Downhole pumps can also be employed. In these installations, liquid in the well is pumped to the surface through the tubing and gas is produced up the annulus between the tubing and casing. Downhole pumps can be used to continue production in wells where the abandonment pressure is considered to be between 30 and 50 psi at the surface. Downhole pumping means are conventionally employed with wells which have been logged off and which can no longer be unloaded with siphon strings or intermitters. A typical downhole pumping unit comprises an electric motor, a pump, rods and other ancillary equipment.

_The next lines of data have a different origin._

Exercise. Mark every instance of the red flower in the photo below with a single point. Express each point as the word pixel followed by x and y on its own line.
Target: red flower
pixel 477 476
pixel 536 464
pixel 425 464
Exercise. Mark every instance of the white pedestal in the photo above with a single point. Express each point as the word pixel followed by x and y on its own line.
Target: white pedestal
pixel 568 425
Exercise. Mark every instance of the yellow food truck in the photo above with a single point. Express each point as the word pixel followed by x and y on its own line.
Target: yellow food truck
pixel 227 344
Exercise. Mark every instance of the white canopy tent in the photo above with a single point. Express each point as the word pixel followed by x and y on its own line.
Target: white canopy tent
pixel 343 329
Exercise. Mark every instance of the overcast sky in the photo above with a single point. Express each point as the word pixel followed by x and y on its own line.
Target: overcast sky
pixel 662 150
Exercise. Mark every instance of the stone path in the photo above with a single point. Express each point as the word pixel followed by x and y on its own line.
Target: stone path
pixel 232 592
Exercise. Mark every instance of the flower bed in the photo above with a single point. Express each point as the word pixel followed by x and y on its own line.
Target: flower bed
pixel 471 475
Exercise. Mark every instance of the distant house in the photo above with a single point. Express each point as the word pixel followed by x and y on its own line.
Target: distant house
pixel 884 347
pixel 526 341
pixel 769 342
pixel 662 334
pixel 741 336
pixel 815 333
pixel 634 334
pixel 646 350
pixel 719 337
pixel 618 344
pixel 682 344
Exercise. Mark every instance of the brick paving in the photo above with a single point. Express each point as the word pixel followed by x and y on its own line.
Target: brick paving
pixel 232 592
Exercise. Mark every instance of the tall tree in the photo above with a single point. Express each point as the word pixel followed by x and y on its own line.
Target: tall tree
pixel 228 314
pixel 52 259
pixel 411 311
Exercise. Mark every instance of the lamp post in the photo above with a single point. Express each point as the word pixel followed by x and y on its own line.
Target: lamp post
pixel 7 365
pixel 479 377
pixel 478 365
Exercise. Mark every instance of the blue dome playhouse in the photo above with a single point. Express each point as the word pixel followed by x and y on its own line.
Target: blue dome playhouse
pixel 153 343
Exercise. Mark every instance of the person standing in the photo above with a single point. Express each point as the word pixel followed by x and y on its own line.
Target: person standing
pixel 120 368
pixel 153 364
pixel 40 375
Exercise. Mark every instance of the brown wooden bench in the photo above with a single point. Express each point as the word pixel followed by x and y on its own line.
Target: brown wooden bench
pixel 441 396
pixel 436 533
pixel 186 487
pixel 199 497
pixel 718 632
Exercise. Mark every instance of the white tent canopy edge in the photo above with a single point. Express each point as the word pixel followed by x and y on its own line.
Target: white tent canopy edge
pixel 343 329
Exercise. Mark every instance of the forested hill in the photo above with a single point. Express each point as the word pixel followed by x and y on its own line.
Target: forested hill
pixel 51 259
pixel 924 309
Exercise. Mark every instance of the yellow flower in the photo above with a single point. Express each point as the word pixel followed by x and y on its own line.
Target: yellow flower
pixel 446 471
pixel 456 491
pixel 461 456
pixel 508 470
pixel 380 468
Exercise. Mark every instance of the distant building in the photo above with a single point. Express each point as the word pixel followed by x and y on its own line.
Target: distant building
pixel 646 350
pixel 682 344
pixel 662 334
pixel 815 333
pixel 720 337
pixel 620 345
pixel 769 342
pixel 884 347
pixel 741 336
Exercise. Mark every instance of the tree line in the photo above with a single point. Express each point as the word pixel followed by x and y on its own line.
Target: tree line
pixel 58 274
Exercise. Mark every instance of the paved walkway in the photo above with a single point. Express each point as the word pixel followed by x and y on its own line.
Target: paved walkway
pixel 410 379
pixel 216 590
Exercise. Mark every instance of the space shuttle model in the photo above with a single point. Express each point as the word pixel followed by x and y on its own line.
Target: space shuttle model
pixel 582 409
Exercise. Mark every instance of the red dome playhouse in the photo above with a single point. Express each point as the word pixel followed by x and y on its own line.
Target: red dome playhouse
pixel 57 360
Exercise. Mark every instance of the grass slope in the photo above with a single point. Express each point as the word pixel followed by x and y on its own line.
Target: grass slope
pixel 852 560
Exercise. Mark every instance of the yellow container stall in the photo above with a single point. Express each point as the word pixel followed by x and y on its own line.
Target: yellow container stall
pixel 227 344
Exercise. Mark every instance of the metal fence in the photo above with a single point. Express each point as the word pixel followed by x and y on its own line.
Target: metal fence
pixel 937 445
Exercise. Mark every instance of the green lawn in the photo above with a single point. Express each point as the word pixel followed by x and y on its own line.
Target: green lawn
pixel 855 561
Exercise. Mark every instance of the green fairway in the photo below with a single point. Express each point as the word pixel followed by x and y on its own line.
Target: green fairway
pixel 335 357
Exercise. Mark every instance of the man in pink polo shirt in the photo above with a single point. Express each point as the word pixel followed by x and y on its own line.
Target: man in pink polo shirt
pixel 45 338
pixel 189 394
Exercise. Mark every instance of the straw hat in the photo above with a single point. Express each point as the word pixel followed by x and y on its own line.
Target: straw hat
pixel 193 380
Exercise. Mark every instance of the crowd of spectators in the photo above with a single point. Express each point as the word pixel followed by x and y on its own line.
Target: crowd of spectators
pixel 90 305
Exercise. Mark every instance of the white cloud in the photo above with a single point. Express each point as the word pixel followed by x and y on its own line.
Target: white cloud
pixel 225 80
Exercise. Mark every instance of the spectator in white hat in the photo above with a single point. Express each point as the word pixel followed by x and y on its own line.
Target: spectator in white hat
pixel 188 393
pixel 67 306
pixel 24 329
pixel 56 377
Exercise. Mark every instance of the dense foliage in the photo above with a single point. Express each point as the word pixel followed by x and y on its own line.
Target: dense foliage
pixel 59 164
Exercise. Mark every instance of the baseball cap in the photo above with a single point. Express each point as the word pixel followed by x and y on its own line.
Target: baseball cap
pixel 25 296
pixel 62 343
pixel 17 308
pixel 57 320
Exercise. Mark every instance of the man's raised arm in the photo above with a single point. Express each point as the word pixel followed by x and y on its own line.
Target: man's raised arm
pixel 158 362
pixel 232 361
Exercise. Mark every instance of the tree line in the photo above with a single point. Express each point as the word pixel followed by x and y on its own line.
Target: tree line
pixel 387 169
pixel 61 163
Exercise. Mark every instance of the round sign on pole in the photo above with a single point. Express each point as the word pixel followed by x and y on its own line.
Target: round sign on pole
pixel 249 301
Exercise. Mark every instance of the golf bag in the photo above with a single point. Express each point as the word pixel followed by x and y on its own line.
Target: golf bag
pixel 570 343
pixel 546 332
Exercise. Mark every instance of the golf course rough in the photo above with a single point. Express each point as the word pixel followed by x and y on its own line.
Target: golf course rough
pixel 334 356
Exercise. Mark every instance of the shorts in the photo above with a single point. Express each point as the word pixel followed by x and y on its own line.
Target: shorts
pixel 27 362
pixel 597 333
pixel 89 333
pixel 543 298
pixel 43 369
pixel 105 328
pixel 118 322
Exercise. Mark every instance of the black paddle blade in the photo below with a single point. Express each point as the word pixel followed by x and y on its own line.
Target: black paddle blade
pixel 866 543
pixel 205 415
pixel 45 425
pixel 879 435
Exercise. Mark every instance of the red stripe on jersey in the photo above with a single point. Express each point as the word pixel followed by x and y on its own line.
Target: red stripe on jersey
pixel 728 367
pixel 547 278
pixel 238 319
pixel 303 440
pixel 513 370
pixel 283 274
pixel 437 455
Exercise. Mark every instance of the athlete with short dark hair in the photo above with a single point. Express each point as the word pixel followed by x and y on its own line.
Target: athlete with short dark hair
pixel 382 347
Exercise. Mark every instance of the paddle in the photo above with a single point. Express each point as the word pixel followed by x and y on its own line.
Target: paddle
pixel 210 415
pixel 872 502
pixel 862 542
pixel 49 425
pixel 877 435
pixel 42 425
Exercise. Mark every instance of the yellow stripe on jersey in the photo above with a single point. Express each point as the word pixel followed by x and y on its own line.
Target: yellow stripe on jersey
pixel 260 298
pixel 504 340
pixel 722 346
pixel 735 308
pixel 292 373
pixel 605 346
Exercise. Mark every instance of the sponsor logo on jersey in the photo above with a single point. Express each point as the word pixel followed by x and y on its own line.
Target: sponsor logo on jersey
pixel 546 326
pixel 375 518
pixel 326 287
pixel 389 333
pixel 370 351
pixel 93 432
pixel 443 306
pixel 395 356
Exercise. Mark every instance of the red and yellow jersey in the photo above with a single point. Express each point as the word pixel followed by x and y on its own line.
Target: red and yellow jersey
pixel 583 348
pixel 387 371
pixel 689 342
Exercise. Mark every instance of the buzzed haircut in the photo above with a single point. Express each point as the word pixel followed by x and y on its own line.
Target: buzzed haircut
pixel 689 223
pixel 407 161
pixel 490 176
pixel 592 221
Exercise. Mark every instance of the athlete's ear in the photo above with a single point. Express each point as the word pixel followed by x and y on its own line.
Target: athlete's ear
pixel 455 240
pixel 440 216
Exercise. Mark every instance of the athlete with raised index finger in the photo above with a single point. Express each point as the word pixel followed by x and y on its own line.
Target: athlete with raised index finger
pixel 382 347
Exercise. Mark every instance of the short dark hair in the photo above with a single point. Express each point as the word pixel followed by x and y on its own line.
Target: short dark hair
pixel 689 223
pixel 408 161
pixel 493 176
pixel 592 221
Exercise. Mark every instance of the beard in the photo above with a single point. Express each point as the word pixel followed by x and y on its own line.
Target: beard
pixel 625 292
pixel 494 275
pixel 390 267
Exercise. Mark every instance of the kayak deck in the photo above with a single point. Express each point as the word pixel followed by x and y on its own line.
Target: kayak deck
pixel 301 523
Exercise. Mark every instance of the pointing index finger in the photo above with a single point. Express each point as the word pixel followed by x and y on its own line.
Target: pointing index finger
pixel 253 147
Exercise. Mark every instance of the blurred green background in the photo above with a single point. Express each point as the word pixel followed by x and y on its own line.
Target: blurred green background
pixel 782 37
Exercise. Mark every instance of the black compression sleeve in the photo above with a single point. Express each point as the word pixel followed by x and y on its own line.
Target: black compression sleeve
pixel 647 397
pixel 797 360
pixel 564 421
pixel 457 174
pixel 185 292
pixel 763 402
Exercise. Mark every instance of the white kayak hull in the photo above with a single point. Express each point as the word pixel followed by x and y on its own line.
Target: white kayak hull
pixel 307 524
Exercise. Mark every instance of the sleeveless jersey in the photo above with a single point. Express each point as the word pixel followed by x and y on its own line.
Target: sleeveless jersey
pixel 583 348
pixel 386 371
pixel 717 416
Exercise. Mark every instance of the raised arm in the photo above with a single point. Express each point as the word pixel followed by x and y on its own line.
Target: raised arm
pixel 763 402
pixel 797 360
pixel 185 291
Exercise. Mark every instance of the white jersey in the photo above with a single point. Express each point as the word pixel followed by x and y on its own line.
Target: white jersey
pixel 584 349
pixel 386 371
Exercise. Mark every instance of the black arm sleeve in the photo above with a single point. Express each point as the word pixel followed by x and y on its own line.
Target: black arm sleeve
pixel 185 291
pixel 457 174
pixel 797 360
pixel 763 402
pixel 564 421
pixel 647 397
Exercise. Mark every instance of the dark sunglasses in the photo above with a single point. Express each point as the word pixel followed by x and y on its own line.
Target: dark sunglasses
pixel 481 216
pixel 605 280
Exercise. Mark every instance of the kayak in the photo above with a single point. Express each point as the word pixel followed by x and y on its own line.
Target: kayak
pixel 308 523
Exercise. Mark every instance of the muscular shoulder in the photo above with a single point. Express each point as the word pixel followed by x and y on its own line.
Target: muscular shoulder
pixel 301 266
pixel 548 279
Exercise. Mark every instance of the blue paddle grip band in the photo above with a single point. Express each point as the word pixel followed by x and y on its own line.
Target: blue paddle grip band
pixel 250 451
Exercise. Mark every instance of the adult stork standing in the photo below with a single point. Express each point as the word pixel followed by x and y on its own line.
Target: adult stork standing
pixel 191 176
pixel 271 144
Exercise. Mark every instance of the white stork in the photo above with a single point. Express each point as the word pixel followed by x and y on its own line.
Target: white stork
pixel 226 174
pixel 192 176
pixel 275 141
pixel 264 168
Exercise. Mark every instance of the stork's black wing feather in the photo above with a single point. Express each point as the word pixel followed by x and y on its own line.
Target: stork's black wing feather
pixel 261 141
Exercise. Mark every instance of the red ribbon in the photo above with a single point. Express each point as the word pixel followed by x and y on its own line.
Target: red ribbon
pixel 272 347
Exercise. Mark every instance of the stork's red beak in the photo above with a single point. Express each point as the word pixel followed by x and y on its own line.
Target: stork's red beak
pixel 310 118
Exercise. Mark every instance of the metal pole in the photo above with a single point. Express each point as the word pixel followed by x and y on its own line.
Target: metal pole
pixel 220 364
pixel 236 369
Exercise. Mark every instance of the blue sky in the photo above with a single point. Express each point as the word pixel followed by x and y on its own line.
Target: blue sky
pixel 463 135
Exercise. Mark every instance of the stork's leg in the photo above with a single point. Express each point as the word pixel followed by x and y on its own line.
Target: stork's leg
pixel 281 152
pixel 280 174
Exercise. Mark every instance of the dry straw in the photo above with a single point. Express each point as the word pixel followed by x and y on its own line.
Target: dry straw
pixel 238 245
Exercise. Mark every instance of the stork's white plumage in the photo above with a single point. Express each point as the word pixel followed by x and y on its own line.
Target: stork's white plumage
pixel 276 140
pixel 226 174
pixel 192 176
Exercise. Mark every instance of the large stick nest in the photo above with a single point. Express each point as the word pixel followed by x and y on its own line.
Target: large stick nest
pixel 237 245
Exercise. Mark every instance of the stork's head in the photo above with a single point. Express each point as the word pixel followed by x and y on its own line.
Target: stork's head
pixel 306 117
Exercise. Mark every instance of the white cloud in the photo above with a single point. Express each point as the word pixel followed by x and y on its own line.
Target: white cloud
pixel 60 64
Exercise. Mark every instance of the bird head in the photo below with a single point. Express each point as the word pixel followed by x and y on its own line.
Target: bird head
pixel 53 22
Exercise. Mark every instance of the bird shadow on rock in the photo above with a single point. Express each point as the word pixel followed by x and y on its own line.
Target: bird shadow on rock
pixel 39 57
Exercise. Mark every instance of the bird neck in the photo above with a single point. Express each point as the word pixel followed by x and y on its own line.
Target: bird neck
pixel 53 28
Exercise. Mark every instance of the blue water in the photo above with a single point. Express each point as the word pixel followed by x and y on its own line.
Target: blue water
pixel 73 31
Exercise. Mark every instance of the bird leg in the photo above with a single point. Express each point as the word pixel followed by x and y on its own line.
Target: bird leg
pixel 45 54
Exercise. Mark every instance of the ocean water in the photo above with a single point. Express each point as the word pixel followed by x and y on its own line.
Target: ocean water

Although there are several conventional methods for removing liquids from a well, few, if any, of the current methods provide an efficient means for removal of liquid from wells with multiple production formations or zones. Presently, production of commingled wells typically calls for merely using perforated tubing at the site of the upper formations or opening a sliding sleeve to give access to the upper formations but hindering the lower zone production because the tubing integrity below the perforations or sliding sleeve is lost, liquids from upper zones fall onto the lower zone further liquid loading the well, and the critical velocity below the perforation or sliding sleeve changes to that of the casing size which is much higher and unattainable by the lower zone. Such methods may cause interference and cross flow of the upper formation production with the lower formation production and, thus, affect overall productivity of the well. In addition, some of the above described methods may be cost prohibitive in times where the market value of gas is relatively low.
Consequently, there is a need for a simple and cost efficient systems and methods for removing liquid from a well using the well's own natural formation pressure and gas flow, including multi-formation wells.